News of the arms fair surfaces as Britain reportedly approved the sale of £16 million worth of anti-riot equipment, including tear gas and rubber bullets to countries on its own human-rights blacklist.
Critics say the government is putting profits ahead of human rights.
READ MORE: UK selling tear gas and rubber bullets to states it deems repressive - report
Organized by the Home Office, this week's arms fair in Farnborough will focus on the sale and promotion of military wares commonly deployed for“state repression,” according to anti-arms group Campaign Against the Arms Trade.
Delegations from a slew of repressive regimes are expected to attend, CAAT says.
Although the invitee list is yet to be publicly disclosed, the think tank suggests it will likely contain representatives who have frequented similar events. Among these are representatives from Saudi Arabia, Bahrain, UAE, Colombia, Qatar, Libya and Algeria.
CAAT carries out research into the global arms trade and its devastating impact worldwide.
It seeks to raise awareness about the destructive effect arms dealing has on security, human rights and economic development at home and abroad.
The think tank warns UK military equipment may have been used during repressive crackdowns and human rights violations in Bahrain, Egypt, Kuwait and Hong Kong. It says these allegations would never have surfaced were it not for the work of journalists and activists based in these regions.
READ MORE: ‘Complicit in Gaza’s misery’: Pro-Palestine activists shut down UK arms factory
CAAT’s Andrew Smith says this week’s arms fair undermines the British government’s claims of promoting human rights abroad. He warns the event will ultimately serve to bolster and strengthen repressive governments.
Smith argues events such as this consolidate Britain’s links to dictatorships, and further entrenches the coalition government’s position as a “global arms dealer.”

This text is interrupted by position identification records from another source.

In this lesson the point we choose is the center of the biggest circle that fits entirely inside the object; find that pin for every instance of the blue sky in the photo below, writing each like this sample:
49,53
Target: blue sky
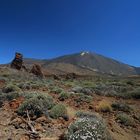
51,28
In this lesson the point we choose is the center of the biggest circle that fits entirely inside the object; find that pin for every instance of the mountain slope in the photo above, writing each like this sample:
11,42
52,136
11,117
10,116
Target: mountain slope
94,62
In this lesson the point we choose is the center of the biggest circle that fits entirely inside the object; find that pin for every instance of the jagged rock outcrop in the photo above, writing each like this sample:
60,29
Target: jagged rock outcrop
17,63
36,70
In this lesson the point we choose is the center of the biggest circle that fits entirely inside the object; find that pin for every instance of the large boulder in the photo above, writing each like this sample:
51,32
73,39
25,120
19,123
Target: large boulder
17,63
36,70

Last year, visitors attending the arms fair in Farnborough were presented with the exhibition stands of weapons manufacturing giants, such as BAE Systems, Thales, Finmeccanica, Heckler & Koch and others. Surveillance firms like the Gamma Group and The Hacking Team were also present, according to CAAT.
BAE Systems is Europe’s largest arms firm, and has supplied many repressive governments, such as Saudi Arabia’s, Bahrain’s and Mubarak's Egypt.

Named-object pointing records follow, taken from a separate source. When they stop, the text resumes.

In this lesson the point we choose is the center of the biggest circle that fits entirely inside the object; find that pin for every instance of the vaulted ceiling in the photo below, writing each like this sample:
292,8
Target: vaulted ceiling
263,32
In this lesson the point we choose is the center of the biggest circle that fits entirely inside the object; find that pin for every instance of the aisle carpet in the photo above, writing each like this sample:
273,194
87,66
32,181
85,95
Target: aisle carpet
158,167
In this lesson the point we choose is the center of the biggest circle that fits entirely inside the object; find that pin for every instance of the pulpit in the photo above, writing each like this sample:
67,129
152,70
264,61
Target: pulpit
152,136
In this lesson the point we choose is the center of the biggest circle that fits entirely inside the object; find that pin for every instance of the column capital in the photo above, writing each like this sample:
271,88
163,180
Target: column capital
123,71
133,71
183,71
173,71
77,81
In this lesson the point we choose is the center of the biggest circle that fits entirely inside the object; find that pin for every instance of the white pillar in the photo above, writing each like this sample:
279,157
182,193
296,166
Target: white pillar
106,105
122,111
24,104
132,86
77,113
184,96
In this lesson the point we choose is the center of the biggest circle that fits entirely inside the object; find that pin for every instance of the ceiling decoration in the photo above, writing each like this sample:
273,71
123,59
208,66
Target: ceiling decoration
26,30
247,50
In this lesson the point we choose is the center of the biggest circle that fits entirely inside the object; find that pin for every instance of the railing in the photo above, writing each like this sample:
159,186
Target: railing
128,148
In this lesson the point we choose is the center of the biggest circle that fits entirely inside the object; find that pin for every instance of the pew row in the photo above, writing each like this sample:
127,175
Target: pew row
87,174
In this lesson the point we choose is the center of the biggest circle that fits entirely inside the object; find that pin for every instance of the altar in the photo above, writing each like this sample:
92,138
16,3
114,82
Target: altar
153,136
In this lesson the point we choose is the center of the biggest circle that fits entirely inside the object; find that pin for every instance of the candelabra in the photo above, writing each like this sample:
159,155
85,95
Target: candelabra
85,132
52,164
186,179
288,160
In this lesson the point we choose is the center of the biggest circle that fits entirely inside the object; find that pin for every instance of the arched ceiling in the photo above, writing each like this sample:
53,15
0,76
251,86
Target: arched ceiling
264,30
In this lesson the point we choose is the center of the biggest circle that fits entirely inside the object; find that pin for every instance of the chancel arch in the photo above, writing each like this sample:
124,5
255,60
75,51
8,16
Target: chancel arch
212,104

Thales is the eleventh largest arms firm in the world, and has also sold military wares to some of the most oppressive regimes across the globe, CAAT says.
In February, pregnant political activist Anne Marie O’Reilly quietly entered a glitzy arms industry dinner in Westminster, commandeered a microphone and warned the assembled arms dealers and MPs that making profit by causing “death and destruction” is unacceptable.

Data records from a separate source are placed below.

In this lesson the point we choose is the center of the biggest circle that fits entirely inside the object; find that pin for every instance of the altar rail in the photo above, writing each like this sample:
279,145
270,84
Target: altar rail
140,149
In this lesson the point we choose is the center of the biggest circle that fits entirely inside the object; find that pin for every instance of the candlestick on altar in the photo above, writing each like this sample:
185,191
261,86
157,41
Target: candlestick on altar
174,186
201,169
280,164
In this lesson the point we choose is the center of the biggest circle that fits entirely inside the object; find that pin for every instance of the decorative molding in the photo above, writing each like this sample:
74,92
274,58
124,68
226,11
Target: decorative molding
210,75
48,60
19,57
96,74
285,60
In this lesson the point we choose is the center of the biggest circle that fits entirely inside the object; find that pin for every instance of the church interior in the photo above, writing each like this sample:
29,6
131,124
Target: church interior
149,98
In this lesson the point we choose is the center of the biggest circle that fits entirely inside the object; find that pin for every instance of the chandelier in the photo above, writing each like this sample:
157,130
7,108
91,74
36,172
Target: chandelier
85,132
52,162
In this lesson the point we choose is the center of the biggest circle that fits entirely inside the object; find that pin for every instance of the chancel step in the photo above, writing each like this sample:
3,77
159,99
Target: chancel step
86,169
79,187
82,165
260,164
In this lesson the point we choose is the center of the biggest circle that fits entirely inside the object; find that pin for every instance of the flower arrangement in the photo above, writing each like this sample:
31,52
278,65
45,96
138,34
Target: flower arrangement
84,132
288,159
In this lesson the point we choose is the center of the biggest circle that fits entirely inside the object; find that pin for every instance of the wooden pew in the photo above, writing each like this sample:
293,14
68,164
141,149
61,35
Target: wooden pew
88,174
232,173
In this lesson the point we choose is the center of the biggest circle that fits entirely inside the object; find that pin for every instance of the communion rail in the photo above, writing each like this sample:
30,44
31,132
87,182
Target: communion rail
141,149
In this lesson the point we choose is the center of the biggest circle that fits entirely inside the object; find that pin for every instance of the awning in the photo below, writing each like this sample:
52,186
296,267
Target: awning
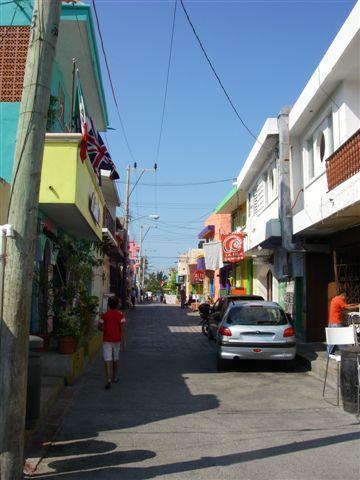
207,232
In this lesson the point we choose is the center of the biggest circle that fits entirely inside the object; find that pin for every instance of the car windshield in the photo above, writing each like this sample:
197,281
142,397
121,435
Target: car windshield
256,315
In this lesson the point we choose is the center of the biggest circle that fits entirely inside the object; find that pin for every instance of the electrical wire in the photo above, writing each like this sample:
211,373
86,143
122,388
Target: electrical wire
189,184
11,22
217,76
111,83
166,83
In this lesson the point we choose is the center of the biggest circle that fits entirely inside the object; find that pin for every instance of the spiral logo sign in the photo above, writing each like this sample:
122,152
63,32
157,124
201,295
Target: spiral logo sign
233,247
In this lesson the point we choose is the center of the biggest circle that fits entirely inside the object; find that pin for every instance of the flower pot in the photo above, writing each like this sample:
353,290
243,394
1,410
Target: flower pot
67,345
46,345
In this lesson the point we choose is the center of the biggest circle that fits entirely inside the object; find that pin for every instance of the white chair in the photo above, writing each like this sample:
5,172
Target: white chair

Her unexpected intervention left the crowd somewhat stunned. Before being escorted off stage, O'Reilly suggested arms dealers in the audience should reconsider their careers.
The annual dinner, which cost attendees £246 per head, was hosted by ADS – a trade body for British Aerospace, and other defense, security and space companies.
Shortly before the ADS soiree, it emerged the Prince of Wales allegedly wishes to end his role as a promoter of UK arms in the Gulf States.
The revelation was unveiled by an unauthorized biography documenting Prince Charles’ life, published in February.